Read ICANN Blogs to stay informed of the latest policymaking activities, regional events, and more.

Update on the Work of the Expert Working Group

4 November 2013
By Jean-Francois Baril

In addition to the ICANN Languages, this content is also available in

by Jean-Francois Baril, EWG Facilitator

With the ICANN Buenos Aires Meeting rapidly approaching, I’d like to provide an update on the work of the Expert Working Group (EWG) and its progress since the ICANN 47 Meeting.


After the Board’s action last November, ICANN embarked on a comprehensive program to improve the quality and utility of domain name registration data made publicly available today. Two major efforts were initiated to address the current weaknesses. One of these is aimed at strengthening the existing system in the short-term without changing the underlying process. This effort is focused on implementing recommendations made by the WHOIS Review Team, which included a strengthening of the contractual requirements in the registration accreditation agreements with registries and registrars. The second effort is a strategic review and potential replacement of the entire system. This led to the creation of the EWG to examine the needs for domain name registration data and possible alternatives to better satisfy them.
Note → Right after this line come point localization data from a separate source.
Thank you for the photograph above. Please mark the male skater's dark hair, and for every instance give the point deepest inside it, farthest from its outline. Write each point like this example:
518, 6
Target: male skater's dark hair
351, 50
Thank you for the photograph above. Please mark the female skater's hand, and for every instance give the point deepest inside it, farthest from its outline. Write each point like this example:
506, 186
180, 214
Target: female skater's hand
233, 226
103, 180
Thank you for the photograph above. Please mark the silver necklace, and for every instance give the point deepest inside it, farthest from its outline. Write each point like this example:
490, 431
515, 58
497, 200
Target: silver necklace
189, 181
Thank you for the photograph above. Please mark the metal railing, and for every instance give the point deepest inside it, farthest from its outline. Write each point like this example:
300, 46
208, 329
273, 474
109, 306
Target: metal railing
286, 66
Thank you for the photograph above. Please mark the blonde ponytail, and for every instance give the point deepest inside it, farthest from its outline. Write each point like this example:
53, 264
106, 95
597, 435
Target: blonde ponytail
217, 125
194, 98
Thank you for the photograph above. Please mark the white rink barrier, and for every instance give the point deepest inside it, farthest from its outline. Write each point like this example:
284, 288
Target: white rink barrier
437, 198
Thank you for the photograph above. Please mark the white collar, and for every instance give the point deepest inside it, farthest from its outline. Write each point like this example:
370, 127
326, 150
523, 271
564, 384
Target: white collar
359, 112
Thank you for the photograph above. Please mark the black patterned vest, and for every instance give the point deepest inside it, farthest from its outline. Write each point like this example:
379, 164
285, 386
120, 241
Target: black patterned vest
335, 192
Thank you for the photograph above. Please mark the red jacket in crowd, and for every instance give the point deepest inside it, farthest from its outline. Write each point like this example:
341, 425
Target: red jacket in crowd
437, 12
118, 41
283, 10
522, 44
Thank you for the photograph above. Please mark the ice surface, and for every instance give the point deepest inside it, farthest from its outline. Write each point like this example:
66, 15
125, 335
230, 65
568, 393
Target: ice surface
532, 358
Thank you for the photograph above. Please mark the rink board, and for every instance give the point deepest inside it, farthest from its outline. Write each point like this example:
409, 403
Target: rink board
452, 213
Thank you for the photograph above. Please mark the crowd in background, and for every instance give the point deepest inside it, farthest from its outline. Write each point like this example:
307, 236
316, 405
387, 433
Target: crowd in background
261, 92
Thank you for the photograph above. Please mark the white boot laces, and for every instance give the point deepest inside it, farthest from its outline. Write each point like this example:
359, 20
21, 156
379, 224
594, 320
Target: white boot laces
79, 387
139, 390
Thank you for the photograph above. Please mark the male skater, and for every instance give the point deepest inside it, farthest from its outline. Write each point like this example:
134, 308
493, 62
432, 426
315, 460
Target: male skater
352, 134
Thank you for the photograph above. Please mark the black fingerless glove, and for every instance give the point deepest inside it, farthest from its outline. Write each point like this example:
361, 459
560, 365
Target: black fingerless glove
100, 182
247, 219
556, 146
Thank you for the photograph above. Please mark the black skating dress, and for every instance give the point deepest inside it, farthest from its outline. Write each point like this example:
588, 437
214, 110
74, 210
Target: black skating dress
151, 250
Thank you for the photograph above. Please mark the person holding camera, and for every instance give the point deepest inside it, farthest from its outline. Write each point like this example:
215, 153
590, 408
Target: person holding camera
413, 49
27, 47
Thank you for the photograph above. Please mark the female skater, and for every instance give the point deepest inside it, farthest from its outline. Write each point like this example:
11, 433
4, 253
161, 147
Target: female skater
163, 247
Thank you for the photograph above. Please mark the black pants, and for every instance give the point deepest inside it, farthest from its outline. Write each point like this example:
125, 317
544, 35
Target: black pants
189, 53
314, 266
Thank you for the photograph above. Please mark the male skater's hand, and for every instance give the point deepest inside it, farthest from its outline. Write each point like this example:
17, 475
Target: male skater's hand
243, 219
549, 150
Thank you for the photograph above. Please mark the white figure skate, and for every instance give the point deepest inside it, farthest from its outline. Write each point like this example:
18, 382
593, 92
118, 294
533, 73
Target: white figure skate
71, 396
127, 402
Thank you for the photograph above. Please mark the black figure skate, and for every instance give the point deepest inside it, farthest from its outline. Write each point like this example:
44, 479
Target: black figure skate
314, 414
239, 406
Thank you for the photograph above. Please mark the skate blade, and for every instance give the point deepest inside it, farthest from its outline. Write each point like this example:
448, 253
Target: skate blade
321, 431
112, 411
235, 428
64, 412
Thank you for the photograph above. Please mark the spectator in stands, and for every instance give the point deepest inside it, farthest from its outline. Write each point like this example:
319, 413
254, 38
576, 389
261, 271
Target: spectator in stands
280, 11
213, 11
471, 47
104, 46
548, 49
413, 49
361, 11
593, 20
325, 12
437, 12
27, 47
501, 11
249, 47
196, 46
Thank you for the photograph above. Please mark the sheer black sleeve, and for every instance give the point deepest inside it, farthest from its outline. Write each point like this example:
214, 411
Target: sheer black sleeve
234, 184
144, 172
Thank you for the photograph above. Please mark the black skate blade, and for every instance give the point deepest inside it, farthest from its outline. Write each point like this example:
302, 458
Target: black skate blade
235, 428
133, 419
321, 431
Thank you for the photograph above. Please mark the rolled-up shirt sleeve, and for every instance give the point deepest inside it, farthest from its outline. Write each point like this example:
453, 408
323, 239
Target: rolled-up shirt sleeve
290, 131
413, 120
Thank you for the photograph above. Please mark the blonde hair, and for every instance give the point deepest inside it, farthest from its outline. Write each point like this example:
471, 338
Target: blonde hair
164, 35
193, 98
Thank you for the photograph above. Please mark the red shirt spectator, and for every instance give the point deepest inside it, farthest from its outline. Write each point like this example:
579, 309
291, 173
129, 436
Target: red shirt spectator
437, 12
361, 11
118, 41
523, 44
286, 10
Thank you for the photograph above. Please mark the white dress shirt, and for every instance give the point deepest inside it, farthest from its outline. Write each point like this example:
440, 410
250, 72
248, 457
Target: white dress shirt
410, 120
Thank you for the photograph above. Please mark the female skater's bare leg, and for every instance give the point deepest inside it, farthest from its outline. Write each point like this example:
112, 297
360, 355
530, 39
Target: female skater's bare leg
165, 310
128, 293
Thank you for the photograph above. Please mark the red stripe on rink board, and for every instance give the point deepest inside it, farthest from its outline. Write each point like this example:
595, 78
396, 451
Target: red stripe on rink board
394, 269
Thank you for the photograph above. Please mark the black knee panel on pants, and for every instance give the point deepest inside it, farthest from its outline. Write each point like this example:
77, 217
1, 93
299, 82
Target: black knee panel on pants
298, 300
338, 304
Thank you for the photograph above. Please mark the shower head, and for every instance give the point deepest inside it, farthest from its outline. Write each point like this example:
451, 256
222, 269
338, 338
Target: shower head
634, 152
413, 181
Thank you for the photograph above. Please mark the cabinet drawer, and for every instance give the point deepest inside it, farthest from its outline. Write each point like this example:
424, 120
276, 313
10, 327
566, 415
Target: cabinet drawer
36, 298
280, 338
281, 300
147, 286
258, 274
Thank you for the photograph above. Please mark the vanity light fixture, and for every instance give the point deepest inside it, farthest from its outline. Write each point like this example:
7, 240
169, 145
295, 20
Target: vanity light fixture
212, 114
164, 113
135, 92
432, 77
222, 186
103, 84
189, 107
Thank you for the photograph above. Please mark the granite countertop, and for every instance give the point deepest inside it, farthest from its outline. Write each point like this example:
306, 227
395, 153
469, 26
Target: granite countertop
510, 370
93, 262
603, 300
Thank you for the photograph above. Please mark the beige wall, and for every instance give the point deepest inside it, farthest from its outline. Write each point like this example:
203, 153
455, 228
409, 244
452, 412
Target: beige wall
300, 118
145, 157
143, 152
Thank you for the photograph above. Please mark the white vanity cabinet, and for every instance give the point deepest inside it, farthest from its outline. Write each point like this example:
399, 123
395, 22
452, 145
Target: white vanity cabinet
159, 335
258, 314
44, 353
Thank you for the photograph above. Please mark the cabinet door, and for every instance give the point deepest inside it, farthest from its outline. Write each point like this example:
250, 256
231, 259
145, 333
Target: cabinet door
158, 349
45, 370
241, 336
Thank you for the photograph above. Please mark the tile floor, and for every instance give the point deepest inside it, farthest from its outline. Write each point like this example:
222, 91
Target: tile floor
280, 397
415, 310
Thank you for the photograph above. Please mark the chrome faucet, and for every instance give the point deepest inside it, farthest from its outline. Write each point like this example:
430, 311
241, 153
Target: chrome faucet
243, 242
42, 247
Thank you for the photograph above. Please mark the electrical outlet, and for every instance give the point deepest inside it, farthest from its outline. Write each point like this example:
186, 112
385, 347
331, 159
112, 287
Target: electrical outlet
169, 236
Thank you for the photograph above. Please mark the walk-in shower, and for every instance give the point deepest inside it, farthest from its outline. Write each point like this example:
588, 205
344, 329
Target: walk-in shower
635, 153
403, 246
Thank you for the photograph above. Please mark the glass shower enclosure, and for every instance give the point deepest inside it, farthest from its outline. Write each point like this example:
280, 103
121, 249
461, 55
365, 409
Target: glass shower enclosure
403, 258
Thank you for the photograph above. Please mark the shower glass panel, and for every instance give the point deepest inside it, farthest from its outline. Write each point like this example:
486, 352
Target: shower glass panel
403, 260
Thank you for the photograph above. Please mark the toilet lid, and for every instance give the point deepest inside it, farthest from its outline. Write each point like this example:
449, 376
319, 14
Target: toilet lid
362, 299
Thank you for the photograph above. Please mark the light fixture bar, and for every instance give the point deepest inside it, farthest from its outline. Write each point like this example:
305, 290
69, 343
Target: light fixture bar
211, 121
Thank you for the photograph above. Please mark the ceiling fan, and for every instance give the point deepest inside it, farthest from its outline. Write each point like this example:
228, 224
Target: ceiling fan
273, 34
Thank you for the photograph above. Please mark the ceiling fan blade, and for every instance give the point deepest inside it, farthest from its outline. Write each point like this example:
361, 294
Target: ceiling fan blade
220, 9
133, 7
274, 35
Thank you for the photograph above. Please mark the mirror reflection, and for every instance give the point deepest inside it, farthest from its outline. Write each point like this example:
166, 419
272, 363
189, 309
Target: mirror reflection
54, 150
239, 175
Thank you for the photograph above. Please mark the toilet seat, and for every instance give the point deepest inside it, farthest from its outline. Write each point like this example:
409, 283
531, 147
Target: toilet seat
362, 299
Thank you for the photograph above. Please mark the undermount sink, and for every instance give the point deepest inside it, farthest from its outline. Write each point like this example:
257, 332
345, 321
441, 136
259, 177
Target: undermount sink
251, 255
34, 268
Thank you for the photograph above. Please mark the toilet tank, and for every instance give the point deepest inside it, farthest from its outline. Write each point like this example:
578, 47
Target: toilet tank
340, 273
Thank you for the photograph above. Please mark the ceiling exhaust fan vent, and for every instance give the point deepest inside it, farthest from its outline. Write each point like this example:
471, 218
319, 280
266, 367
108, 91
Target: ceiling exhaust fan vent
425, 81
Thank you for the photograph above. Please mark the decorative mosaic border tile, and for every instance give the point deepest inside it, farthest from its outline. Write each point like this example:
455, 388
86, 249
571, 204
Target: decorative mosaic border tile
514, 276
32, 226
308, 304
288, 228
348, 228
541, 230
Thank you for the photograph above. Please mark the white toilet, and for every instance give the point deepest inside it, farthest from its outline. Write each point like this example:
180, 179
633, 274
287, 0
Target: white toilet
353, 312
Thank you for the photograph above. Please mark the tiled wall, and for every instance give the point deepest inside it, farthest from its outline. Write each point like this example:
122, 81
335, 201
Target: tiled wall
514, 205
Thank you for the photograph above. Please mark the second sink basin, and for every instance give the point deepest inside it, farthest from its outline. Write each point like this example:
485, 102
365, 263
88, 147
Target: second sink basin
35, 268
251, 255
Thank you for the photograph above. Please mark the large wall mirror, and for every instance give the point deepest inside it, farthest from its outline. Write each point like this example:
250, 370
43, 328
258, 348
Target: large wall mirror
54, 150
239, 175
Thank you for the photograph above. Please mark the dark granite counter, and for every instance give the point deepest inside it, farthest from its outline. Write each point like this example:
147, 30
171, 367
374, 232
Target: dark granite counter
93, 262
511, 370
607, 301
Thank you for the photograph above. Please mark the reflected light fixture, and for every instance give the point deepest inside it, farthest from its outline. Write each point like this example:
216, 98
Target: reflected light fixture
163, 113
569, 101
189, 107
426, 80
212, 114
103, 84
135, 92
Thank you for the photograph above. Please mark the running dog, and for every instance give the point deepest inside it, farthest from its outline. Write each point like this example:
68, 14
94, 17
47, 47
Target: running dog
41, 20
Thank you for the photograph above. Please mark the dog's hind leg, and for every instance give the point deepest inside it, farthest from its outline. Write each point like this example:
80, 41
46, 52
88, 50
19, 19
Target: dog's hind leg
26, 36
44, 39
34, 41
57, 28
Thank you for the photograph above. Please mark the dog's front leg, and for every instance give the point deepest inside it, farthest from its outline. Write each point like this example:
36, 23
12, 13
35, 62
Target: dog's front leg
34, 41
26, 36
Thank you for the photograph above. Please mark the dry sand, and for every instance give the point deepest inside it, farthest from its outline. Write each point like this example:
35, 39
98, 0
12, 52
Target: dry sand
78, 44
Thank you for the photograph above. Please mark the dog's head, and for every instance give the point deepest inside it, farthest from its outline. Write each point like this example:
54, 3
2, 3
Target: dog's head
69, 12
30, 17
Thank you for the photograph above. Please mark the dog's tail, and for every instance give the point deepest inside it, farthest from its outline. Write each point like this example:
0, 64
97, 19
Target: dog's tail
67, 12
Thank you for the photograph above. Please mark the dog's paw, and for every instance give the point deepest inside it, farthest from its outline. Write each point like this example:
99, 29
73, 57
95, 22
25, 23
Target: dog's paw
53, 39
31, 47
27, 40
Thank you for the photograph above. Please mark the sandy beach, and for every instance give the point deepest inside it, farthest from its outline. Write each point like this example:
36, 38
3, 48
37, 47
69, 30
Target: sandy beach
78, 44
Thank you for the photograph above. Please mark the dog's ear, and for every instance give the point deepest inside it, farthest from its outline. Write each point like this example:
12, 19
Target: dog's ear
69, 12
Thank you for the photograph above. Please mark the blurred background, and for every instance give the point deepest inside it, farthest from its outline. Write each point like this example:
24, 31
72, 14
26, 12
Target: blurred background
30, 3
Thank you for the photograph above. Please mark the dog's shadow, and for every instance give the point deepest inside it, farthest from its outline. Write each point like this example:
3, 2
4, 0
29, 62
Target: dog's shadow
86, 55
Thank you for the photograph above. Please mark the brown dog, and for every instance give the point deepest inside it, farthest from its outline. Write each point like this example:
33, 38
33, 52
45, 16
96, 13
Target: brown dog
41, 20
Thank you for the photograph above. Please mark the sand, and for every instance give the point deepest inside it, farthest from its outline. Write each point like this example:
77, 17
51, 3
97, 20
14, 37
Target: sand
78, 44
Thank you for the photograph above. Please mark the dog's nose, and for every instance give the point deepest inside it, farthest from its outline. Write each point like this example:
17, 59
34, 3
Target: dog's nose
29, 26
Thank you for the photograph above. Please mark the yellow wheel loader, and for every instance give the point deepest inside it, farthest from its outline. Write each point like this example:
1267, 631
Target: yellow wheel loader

The EWG was created to help resolve the nearly decade-long deadlock within the ICANN community on how to replace the current WHOIS system, which the WHOIS Review Team noted is widely regarded as “broken.” There were concerns that the existing WHOIS system was outdated, as its origins trace back to the 1970s during the Arpanet era. More recently, there have been a large number of complaints about the accuracy and utility of the current WHOIS system and of its impact on the privacy of domain name registrants.

The EWG’s mandate is to reexamine and define the purpose of collecting and maintaining gTLD domain name registration data, to consider how to safeguard the data, and to propose a next generation directory services solution that will better serve the needs of the global Internet community. The EWG serves as a “design team,” tasked with reporting back to ICANN’s CEO and Board and generating ideas for consideration by the larger community (such as through ICANN’s policy development processes), that may eventually lead to a Board adoption in the future.

EWG Recommendations and Work since Durban

In June, the EWG published an Initial Report [PDF, 1.7 MB] describing its draft recommendations The EWG has considered what gTLD domain name registration data needs to be collected, who wants access to it and for what purposes. The EWG has also considered possible models for ways in which the information’s accuracy might be verified upon collection, how it might be stored, ways that greater accountability for information access and use might be achieved, and how the information might be maintained. The group is now actively working on a final report, based on additional research and comments received from the ICANN community.

As the EWG facilitator, I am genuinely pleased with the substantial response and reaction to the Initial Report [PDF, 1.7 MB]. Over 100 responses were received to the questions posed in the online questionnaire, along with over 30 public comment submissions. The EWG focused its recent activities on carefully examining the community feedback with a goal of further refining its recommendations.

Because the EWG’s deliberations are still ongoing, the EWG will post its Status Report on November 8th to highlight its current thinking for discussion in Buenos Aires and online. This Status Report will describe the EWG’s analysis on key issues raised by the community, such as

  • Identifying the data elements to be freely available on an anonymous basis, and those that might require authenticated, gated access through accreditation for permissible purposes
  • Details on the principles for better privacy or proxy services and a proposal for secured protected credentials for use by at-risk individuals
  • Consideration of jurisdictional and applicable law issues, notably data protection law, and suggestions for ensuring harmonized approaches to data protection and security measures
  • Exploration of how existing technical protocols could be utilized by the EWG’s recommended implementation model (such as EPP or the RDAP protocol under development by the IETF)
  • Comparison of the current WHOIS system (as improved in the 2013 RAA) to the EWG’s recommended next-generation registration data directory service
  • Description of various implementation models examined by the EWG, including a detailed comparison of pro and cons

We look forward to seeing you all in Buenos Aires and receiving your input online, and we hope that our Status Report will lead to substantial discussion and constructive debate throughout the entire community. We welcome that dialogue with you.